Desejava poder escutar
aquele fado desconhecido que o compositor vestiu com as minhas palavras ainda
por encontrar.
A canção assemelha-se a
um cântico oriental articulado com os murmúrios de uma cidade quase deserta
situada no centro de um longínquo país imaginário.
Os poemas encaixam na
melodia como se tivessem sido feitos um para o outro, e a voz humana que a
entoa, feminina, mergulha nessa história antes de cantar.
A doce balada ecoa no
ar fresco da manhã, depois atravessa as areias do deserto que rodeia a cidade
antiga e milenar.
As casas, os templos,
as avenidas e todas as demais construções permaneceram fiéis à vontade dos
homens que as ergueram do nada e as pintaram da cor do barro e da tempestade.
Perdi a conta ao número
de vezes que a tentei encontrar, dias inteiros passados de testa franzida e
olhos cerrados, a imaginar o calor impossível que a abafava, as dunas que a
escondiam, a cor da pele dos seus habitantes, os trajes e dialetos por eles
usados, e os oásis que a circundavam.

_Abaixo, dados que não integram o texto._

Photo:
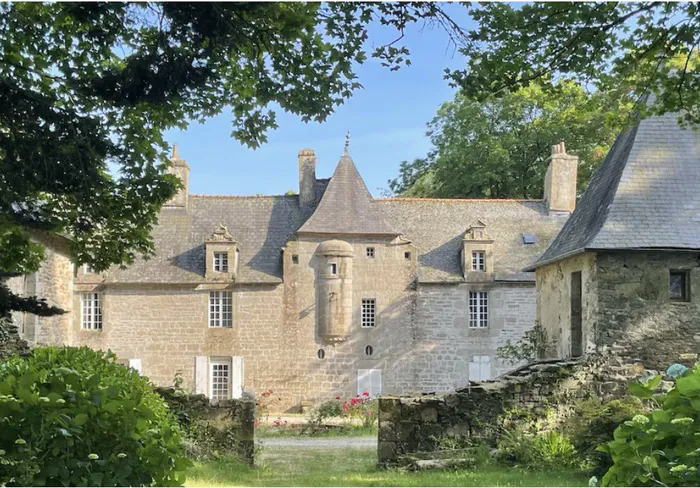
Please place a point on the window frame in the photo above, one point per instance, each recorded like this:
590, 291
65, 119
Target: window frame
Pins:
220, 261
478, 260
478, 305
217, 309
685, 292
215, 362
368, 313
91, 315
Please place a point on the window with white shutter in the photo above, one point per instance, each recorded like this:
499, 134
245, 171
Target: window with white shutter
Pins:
480, 368
370, 381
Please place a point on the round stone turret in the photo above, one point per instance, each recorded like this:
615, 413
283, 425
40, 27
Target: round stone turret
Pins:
333, 288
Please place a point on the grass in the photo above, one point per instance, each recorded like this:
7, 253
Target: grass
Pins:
357, 467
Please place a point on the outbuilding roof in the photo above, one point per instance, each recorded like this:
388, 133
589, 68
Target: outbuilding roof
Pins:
645, 195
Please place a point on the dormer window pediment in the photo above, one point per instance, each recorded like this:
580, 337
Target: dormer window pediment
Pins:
221, 255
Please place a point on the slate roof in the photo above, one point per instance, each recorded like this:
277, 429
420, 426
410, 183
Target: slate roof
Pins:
437, 226
347, 207
260, 225
645, 195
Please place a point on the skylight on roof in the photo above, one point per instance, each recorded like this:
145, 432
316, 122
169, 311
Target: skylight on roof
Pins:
529, 238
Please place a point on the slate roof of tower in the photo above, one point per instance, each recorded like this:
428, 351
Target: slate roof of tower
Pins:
263, 225
347, 207
645, 195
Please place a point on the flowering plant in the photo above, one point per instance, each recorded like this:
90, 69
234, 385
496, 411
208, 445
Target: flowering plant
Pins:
662, 447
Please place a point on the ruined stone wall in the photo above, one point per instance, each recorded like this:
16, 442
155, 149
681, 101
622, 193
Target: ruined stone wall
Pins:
637, 320
554, 303
414, 424
445, 344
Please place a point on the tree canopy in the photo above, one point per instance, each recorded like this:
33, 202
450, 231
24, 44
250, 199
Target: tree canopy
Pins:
87, 85
627, 48
498, 147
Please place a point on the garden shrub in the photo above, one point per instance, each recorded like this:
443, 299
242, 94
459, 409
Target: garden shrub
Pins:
591, 424
74, 416
525, 448
663, 446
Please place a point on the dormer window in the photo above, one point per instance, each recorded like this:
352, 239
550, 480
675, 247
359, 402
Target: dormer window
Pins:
221, 255
221, 262
478, 260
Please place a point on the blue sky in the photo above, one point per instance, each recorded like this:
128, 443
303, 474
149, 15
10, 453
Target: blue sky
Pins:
386, 121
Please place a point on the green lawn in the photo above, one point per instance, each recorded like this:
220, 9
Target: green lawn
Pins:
356, 467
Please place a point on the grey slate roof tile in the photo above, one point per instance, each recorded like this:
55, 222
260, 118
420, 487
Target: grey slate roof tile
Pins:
645, 195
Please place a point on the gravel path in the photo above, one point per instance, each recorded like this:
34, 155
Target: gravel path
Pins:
320, 442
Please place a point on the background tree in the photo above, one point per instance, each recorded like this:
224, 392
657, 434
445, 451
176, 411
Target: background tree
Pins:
498, 147
84, 85
630, 49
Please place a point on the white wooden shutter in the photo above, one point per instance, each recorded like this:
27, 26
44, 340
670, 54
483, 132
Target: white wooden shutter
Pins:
201, 375
135, 364
236, 376
363, 380
375, 387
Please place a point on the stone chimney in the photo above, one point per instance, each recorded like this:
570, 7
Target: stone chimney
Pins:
179, 168
560, 180
307, 177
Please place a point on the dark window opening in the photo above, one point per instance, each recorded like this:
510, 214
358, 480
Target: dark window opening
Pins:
679, 286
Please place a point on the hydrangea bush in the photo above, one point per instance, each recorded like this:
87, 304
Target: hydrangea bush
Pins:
662, 447
76, 417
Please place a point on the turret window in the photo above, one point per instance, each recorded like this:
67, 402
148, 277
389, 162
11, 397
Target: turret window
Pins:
91, 311
369, 307
221, 262
478, 261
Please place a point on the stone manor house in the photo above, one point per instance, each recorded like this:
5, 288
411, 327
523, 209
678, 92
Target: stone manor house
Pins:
328, 292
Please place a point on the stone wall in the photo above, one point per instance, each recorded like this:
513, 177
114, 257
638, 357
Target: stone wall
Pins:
414, 424
636, 319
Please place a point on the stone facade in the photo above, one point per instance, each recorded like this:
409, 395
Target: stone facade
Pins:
156, 313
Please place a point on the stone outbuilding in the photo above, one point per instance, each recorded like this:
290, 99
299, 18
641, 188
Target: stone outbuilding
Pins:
328, 292
622, 278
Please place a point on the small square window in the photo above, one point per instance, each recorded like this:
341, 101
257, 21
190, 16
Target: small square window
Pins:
478, 261
679, 286
369, 308
221, 262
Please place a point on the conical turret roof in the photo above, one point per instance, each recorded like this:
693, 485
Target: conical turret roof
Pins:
347, 207
645, 195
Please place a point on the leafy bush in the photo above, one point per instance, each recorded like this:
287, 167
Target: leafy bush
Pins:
591, 423
551, 449
74, 416
661, 447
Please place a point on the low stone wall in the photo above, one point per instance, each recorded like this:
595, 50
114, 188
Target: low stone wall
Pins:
546, 388
228, 425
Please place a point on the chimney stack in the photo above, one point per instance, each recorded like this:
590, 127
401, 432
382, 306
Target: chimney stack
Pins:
307, 177
179, 168
560, 180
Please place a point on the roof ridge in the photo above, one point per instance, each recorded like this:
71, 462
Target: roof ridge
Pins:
196, 195
430, 199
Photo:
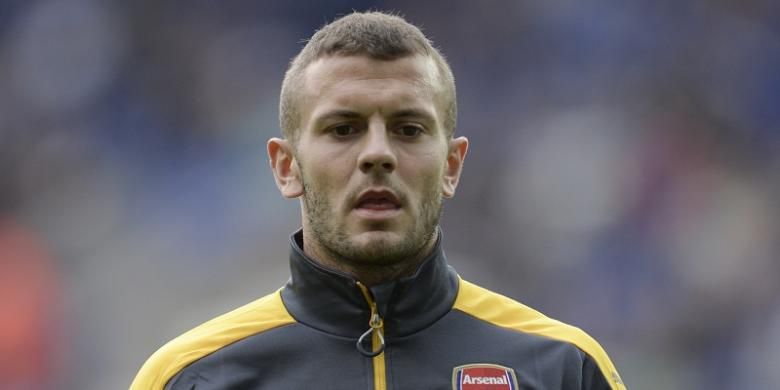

Não consegui discernir muita coisa, até
que a resolvi descrever com palavras por acontecer, para não mais a esquecer,
para assim ajudar a perpetuar uma história nunca acontecida, mas
suficientemente capaz de dar origem a uma canção ainda não nascida que já
escutei.
Caio em mim e acredito
nesta espécie de sonolência que me motiva a escrever, sem propósito aparente.
Fico parado!
Aproximo-me um pouco
mais de quem julgo conhecer, e as palavras surgem, ou não, da mesma fonte, gota
a gota, com lentidão, perdidas, dispersas, entregues em mão por um rapaz
franzino que as trazia arquivadas numa mala negra de cabedal.
O miúdo ainda aqui está,
de pé, estático, a olhar para mim, de guarda-chuva na mão. Traja calções curtos
e casaco aveludado, camisa e meias brancas e uns impecáveis sapatos negros
alongados, de sola rija.
Ninguém mais disse
nada.
Lá fora, do outro lado
da vidraça desta sala onde medito, a vida passa ligeira, por vezes tomba e
esfacela o rosto no passeio deformado da rua, outras vezes ziguezagueia a imitar
os movimentos ondulantes de um réptil viscoso.
O som da chuva oprime,
sobrepõe-se aos demais, mas depressa o céu plúmbeo se alivia e as nuvens
chorosas dão lugar a outras mais tranquilas. Uma tragédia está para acontecer
na cidade oprimida, a atmosfera anda quente e abafada, uma luz natural, súbita
e intensa, pulveriza-se na estrada às onze e meia da manhã. É um sinal, uma de
várias premonições. O céu fica limpo e resplandecente para o lado norte da
cidade que hoje acordou às escuras vítima de uma inexplicável falta de luz.
Sinto-me privilegiado
por poder testemunhar tudo isto em direto, antes dos restantes mortais, que
felizmente possuem outras ocupações bem mais condizentes com um estado de alma
saudável e iluminado.
Sinto um estranho e
inexplicável privilégio por sofrer desta crueldade de não conseguir abafar a
descrição de factos invisíveis. Remeto a explicação do fenómeno para homens bem
mais experientes e doutos nestas matérias, peritos destacados e premiados, com
obras publicadas nas áreas em questão. Eu prefiro regressar à cidade primeira
onde escutei o meu fado desconhecido. Foi também para isso que hoje sai de casa,
e para conseguir sobreviver.
Hoje inventei mais esta
mentira, e assim fiquei um pouco mais contente, porque existi no meio dela, e
revi gente conhecida, um eu que já tinha sido a olhar para mim. Tive a certeza
que era eu o rapaz que me entregava a mala negra com as palavras que
necessitava para poder mentir. Depois de ter descido a rua, num dia chuvoso, o
eu menino passado cumpriu as ordens que lhe disseram para entregar estas ideias
aqui desenhadas ao eu homem presente. Não gostou lá muito do que viu, ficou
admirado com a longitude e latitude dos lugares e com a fluidez irresponsável
do Deus tempo.
Não admira que o Mago,
que também escrevia do lado de dentro das suas vidraças, mentisse, cheio de
certezas, pois todos os recantos são inúteis. Talvez menos inúteis possam ser
os recantos inúteis onde nos refugiamos para conseguir escutar a nossa canção.